C’est déjà sur ce site qu’il comptait « compenser » son parc éolien de Rouans et que RTE (Réseau de transport d’Électricité) pour l’agrandissement du poste électrique de Brains.
La végétation va aussi constituer un « masque visuel » entre les éoliennes et les riverains, et il n’y aura « pas d’effet de surplomb » avec leurs habitations.

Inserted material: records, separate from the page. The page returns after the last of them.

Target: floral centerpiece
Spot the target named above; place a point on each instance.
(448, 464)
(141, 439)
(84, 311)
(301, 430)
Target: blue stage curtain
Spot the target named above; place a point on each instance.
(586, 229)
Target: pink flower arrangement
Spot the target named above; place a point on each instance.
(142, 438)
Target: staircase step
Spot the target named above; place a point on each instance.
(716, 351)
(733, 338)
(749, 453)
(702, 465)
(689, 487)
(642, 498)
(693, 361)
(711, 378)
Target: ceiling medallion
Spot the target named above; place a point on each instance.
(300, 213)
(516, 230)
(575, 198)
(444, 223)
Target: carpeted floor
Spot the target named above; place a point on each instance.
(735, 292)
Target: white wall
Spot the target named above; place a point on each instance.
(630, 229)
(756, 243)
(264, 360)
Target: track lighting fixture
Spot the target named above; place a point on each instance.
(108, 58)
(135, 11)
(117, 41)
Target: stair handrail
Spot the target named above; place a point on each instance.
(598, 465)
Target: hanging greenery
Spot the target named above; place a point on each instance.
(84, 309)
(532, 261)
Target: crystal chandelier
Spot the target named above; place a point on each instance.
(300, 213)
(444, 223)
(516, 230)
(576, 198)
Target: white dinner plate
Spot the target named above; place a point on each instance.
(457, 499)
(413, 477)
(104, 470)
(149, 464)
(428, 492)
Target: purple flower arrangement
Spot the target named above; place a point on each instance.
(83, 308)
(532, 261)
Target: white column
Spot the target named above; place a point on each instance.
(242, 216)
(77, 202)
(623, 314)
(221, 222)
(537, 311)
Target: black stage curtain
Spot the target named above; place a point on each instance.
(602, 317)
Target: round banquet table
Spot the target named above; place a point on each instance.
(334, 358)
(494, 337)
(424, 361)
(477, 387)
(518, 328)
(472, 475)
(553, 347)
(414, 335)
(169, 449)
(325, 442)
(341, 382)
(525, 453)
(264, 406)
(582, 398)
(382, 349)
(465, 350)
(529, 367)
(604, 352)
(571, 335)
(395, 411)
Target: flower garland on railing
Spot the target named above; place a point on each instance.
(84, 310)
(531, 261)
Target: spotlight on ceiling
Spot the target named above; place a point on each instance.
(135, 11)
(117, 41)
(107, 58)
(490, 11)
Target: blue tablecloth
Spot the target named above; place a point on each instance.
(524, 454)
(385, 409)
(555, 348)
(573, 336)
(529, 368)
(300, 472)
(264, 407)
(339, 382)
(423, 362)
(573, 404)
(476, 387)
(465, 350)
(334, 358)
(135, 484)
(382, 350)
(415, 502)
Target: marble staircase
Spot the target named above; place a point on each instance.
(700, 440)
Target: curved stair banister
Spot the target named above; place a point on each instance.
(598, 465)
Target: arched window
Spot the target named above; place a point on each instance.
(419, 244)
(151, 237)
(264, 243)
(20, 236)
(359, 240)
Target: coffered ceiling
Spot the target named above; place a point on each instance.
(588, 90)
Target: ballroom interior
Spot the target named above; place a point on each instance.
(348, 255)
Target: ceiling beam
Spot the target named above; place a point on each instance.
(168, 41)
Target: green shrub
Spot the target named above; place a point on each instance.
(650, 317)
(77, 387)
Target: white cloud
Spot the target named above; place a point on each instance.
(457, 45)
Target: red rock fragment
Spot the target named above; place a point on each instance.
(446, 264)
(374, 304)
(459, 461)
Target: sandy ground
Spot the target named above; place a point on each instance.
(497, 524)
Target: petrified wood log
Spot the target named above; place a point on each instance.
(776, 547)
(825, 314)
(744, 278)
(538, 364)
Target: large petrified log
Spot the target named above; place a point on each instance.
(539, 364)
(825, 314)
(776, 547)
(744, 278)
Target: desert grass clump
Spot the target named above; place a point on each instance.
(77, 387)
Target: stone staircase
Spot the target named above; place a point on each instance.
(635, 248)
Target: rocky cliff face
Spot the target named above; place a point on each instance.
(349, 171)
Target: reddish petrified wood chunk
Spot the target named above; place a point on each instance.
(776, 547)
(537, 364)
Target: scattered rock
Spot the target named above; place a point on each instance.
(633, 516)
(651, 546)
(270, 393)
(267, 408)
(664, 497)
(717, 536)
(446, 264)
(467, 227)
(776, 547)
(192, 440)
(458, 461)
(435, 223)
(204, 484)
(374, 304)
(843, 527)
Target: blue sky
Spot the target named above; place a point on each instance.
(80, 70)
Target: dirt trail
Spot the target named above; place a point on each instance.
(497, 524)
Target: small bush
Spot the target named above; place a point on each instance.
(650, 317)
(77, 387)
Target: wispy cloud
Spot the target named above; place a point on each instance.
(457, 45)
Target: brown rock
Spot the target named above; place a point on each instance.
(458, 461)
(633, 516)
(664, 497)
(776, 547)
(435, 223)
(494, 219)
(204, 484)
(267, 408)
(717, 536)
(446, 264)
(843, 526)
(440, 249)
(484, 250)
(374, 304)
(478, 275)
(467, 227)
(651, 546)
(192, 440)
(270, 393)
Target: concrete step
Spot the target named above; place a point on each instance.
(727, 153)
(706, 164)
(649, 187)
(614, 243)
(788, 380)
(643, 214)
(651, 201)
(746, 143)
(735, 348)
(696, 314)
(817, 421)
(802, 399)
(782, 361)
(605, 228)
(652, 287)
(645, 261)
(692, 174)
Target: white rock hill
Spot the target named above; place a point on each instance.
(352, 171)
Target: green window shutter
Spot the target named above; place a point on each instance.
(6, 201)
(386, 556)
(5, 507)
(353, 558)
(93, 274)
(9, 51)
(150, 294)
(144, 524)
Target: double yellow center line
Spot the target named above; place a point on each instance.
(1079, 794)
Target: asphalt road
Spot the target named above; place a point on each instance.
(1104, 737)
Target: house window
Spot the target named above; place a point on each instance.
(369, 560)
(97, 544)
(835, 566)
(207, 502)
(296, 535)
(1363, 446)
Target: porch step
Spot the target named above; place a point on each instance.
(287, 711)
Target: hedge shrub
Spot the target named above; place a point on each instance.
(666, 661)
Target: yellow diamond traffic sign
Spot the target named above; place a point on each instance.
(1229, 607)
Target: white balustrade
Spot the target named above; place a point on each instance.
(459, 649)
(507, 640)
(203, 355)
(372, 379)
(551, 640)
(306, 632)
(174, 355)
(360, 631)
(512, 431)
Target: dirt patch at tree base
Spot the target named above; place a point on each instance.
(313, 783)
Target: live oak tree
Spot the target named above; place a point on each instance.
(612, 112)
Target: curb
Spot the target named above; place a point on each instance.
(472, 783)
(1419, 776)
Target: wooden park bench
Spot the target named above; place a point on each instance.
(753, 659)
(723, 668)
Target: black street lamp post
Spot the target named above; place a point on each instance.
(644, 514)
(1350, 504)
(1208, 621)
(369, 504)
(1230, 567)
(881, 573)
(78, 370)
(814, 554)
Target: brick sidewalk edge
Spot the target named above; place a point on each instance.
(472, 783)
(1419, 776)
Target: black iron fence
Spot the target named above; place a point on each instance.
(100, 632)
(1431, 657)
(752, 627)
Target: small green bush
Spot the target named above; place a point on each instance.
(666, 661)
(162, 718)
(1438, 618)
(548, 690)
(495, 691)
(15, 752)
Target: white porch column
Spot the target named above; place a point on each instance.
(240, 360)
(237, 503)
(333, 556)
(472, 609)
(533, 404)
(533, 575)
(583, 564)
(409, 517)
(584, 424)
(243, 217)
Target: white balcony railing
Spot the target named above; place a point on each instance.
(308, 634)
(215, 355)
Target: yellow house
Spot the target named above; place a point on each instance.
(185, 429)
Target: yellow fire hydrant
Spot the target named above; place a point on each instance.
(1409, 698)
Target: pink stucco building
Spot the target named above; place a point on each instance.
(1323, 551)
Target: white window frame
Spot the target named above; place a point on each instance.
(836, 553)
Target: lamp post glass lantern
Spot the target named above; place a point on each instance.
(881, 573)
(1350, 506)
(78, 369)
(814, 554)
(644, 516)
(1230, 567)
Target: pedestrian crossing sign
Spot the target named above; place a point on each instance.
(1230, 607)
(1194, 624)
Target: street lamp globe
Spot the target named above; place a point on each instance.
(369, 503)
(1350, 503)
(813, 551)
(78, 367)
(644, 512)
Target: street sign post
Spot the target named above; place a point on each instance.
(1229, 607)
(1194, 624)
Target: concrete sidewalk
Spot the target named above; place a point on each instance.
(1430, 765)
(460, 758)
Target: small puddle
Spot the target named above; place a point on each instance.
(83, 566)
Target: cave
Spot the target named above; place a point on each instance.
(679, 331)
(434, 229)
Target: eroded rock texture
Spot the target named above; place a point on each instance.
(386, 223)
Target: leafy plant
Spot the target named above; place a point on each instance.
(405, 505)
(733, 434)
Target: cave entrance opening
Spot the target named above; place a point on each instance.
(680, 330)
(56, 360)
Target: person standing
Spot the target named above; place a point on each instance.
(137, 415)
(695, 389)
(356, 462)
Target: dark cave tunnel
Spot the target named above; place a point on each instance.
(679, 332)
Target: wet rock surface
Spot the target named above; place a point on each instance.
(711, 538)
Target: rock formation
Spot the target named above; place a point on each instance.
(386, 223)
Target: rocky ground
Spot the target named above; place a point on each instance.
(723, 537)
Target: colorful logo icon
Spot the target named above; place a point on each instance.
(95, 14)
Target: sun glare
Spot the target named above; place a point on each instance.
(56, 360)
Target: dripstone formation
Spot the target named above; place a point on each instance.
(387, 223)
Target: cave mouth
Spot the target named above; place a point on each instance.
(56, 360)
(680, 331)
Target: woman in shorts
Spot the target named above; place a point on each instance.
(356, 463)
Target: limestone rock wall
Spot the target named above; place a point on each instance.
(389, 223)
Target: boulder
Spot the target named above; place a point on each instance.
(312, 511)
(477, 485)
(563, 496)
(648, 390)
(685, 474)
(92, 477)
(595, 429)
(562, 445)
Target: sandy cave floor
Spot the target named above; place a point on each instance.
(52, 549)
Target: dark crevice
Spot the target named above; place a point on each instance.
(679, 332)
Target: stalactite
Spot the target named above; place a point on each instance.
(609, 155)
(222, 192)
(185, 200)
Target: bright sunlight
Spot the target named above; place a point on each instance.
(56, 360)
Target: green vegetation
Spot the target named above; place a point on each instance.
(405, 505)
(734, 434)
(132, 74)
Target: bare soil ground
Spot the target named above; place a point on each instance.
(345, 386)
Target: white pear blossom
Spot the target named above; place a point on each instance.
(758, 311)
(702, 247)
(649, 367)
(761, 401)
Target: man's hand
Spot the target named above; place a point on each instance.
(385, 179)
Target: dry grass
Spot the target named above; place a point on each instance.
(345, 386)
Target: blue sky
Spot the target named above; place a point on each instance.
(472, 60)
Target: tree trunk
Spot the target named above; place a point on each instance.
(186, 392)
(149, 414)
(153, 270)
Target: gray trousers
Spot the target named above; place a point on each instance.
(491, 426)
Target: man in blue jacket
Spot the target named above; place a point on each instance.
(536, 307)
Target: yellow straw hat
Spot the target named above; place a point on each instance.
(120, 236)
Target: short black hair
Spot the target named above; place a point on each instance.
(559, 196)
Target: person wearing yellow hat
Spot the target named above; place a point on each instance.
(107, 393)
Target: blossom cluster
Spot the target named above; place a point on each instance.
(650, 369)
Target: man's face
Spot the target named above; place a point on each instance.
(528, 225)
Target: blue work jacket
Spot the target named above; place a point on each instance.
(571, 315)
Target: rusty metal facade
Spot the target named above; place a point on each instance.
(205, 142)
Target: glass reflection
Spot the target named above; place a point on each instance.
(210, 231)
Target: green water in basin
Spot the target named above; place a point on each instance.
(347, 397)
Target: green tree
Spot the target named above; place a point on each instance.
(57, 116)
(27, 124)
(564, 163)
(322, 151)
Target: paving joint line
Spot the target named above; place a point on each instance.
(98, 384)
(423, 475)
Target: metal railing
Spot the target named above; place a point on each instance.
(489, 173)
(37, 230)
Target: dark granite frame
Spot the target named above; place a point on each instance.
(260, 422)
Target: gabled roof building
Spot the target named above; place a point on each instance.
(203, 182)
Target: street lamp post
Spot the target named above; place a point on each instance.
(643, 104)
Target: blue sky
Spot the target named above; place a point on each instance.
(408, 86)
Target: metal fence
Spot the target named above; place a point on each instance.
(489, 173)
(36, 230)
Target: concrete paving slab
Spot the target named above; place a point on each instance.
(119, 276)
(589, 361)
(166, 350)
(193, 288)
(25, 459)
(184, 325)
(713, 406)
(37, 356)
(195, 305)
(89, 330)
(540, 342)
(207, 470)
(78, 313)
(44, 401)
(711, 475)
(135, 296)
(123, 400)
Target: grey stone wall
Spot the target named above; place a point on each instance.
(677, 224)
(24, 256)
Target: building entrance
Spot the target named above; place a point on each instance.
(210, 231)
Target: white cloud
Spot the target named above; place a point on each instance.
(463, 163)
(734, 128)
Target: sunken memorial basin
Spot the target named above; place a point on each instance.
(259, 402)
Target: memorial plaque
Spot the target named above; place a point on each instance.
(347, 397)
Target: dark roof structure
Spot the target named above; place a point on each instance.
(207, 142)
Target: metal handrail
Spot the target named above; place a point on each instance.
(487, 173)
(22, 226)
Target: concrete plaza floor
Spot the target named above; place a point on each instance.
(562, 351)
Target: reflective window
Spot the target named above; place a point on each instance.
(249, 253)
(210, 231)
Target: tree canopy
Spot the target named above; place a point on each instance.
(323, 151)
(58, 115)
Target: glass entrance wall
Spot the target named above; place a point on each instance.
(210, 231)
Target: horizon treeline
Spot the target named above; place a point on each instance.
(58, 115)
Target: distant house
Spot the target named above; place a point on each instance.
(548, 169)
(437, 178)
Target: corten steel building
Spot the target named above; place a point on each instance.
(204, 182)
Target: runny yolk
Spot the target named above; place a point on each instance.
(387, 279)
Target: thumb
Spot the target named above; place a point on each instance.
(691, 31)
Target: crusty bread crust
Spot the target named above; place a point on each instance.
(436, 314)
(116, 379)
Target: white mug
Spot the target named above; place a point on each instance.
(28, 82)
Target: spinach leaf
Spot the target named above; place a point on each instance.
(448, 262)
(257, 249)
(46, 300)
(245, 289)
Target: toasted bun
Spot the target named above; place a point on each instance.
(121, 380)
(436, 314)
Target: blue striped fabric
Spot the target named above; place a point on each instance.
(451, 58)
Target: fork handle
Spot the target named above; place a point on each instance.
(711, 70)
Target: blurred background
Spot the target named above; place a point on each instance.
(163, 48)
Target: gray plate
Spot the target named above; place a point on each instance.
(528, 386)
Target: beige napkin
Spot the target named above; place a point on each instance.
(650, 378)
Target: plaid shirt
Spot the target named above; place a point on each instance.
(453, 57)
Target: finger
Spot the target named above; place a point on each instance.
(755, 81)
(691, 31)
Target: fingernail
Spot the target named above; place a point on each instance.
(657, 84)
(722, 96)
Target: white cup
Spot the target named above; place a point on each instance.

Leur avocate n’a pas fait d’autres observations à l’audience que celles déjà mentionnées dans ses mémoires écrits.
L’avocate de Valorem, pour sa part, a confirmé que les éoliennes vont « dépasser les seuils réglementaires » la nuit mais que le « bridage strict » qui a été imposé par les services de l’État va « permettre de respecter les valeurs » maximales autorisées. « Le bridage ne se fait pas en fonction des heures de la journée, mais en fonction de la vitesse du vent », a-t-elle insisté.
La Cour administrative d’appel de Nantes, qui a mis sa décision en délibéré, rendra son arrêt dans un mois environ.
Les exploitations requérantes sont précisément la SCEA des Brosses et les quatre GAEC de Malhara, du Bois-Noir, de La Boule des Houx et de Grand’Lande. Joël Gautier, Caroline Verney, Michel et Claudine Dousset, Johan et Lucie Tabourin, Sylvain Ravier, Fabienne Legris, Franck Morin, Yves Lefeuvre, Vincent Briand et Christian Bruneteau sont aussi parties prenantes à titre personnel.